One of the areas with high-implementation potential for nanosensors is the artificial nose studies. Studies are continuing on systems to capture and process odor molecules (Fig. 39.2). Systems designed for this purpose involve use of receptors, transmitters, receivers, and a processor. Receptors used in these systems are manufactured with nanofabrication or MEMS (micro-electromechanical systems) technology. Nanowire and graphene sensors can also be used to produce nanonose (Figs. 39.3 and 39.4). Multisegmented nanowires via surface functionalization method can be used for detection of biological or odor molecules. P-type multisegmented nanostructures are in a back-to-back Schottky diode configuration. Au-part of the multisegment can be surface functionalized to increase the sensitivity of the nanowire sensor with specific sensing molecules. Attachment of odor molecules on Au-portion of the nanowire can modulate the Fermi level of the heterojunction device which leads to detection of the desired molecules. Such multisegmented nanowire sensors can be fabricated into an array format for detection of different types of odor molecules or biological agents.
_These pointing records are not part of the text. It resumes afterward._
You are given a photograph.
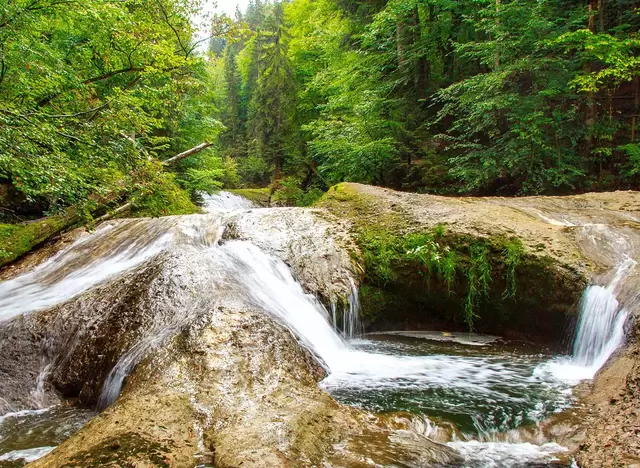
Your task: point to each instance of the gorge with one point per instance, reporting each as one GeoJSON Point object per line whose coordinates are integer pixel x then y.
{"type": "Point", "coordinates": [235, 337]}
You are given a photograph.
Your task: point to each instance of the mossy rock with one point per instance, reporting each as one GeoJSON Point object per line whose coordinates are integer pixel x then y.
{"type": "Point", "coordinates": [490, 283]}
{"type": "Point", "coordinates": [259, 196]}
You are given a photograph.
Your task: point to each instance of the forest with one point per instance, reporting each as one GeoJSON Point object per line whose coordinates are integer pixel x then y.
{"type": "Point", "coordinates": [449, 97]}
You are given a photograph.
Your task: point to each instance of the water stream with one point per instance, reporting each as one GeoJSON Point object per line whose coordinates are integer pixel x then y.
{"type": "Point", "coordinates": [481, 394]}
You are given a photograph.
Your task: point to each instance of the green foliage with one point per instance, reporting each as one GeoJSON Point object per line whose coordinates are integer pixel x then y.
{"type": "Point", "coordinates": [290, 193]}
{"type": "Point", "coordinates": [512, 253]}
{"type": "Point", "coordinates": [510, 97]}
{"type": "Point", "coordinates": [162, 198]}
{"type": "Point", "coordinates": [460, 266]}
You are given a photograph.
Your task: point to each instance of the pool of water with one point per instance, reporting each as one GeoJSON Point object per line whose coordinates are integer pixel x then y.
{"type": "Point", "coordinates": [479, 394]}
{"type": "Point", "coordinates": [482, 390]}
{"type": "Point", "coordinates": [28, 435]}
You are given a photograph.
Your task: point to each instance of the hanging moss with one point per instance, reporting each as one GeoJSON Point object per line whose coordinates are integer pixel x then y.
{"type": "Point", "coordinates": [457, 264]}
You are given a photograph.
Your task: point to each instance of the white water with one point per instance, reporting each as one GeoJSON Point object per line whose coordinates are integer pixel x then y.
{"type": "Point", "coordinates": [267, 283]}
{"type": "Point", "coordinates": [27, 455]}
{"type": "Point", "coordinates": [226, 201]}
{"type": "Point", "coordinates": [73, 270]}
{"type": "Point", "coordinates": [600, 329]}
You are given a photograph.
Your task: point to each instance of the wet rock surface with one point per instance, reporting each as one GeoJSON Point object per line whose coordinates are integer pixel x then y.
{"type": "Point", "coordinates": [210, 378]}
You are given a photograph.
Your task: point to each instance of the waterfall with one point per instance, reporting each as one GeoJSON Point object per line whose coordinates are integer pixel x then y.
{"type": "Point", "coordinates": [600, 329]}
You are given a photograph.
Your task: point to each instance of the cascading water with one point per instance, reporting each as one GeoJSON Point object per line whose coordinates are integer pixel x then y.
{"type": "Point", "coordinates": [600, 328]}
{"type": "Point", "coordinates": [486, 393]}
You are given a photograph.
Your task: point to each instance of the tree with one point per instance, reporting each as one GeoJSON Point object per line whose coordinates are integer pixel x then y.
{"type": "Point", "coordinates": [272, 104]}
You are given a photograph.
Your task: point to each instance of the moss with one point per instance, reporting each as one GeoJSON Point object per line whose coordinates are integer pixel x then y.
{"type": "Point", "coordinates": [123, 450]}
{"type": "Point", "coordinates": [418, 275]}
{"type": "Point", "coordinates": [261, 196]}
{"type": "Point", "coordinates": [164, 198]}
{"type": "Point", "coordinates": [451, 264]}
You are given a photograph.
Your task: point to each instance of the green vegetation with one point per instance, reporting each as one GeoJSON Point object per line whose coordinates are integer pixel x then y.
{"type": "Point", "coordinates": [421, 274]}
{"type": "Point", "coordinates": [452, 263]}
{"type": "Point", "coordinates": [93, 95]}
{"type": "Point", "coordinates": [489, 96]}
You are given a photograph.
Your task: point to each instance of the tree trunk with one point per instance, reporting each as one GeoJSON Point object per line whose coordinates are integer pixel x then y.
{"type": "Point", "coordinates": [496, 62]}
{"type": "Point", "coordinates": [186, 154]}
{"type": "Point", "coordinates": [636, 108]}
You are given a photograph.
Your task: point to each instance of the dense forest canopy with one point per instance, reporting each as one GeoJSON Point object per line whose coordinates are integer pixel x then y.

Similarly, graphene field-effect transistors arrays can be used for sensing as well. Using graphene sensors, pH, DNA, and vapor detection have been demonstrated. Stability and reliability of such sensors became questionable due to graphene’s fast response to its environment. For this purpose, extraordinary electrical property of a graphene transistor is combined with a cover of block copolymers where nanometer-scale openings provide access to the graphene surface where sensing can occur (Fig. 39.4). Gas/odor molecules can penetrate through the small holes across the block copolymer layer and reach to the graphene layer underneath. Interaction with these molecules and graphene surface leads to a shift in Dirac point of the transistor. Electrical shift in the signal is basically the senor output.

Arrays of graphene field-effect transistors with block copolymer on the surface can be fabricated and used for detection of different molecules. Block copolymers in appropriate volume fractions and molecular weights can provide control over the morphology and size/separation distance of cylindrical microdomains. These domains can be adjusted based on the size of the molecules or biological agents to be detected. As sensor output, the amount of Dirac point shift for different molecules is expected to be different which is important for the array-formatted sensors.

Today, electro-physiological basis of odor detection process is better understood, and in the upcoming period, the most important goal is to create a different type of nanosensors structure that will bring together an integrated system.

With the successful results obtained from studies based on this type of nanosensor will be able to develop an artificial nose.

It has not gained enough success at the level of meeting the needs of the society regarding cancer, which has one of the highest mortality rates as a disease group in the world and on which billions of dollars are spent every year all around the world for understanding tumoral pathophysiology, for developing effective treatment agents, and for the treatment of patients. Without having the full understanding of chaotic dynamics of tumor tissue, it is not possible to administer an effective anticancer treatment. Today, it has been commonly discussed about the wrongs known as right on the topics of molecular oncology approaches and cancer pathogenesis; accordingly, a new strategy in cancer therapy should be developed.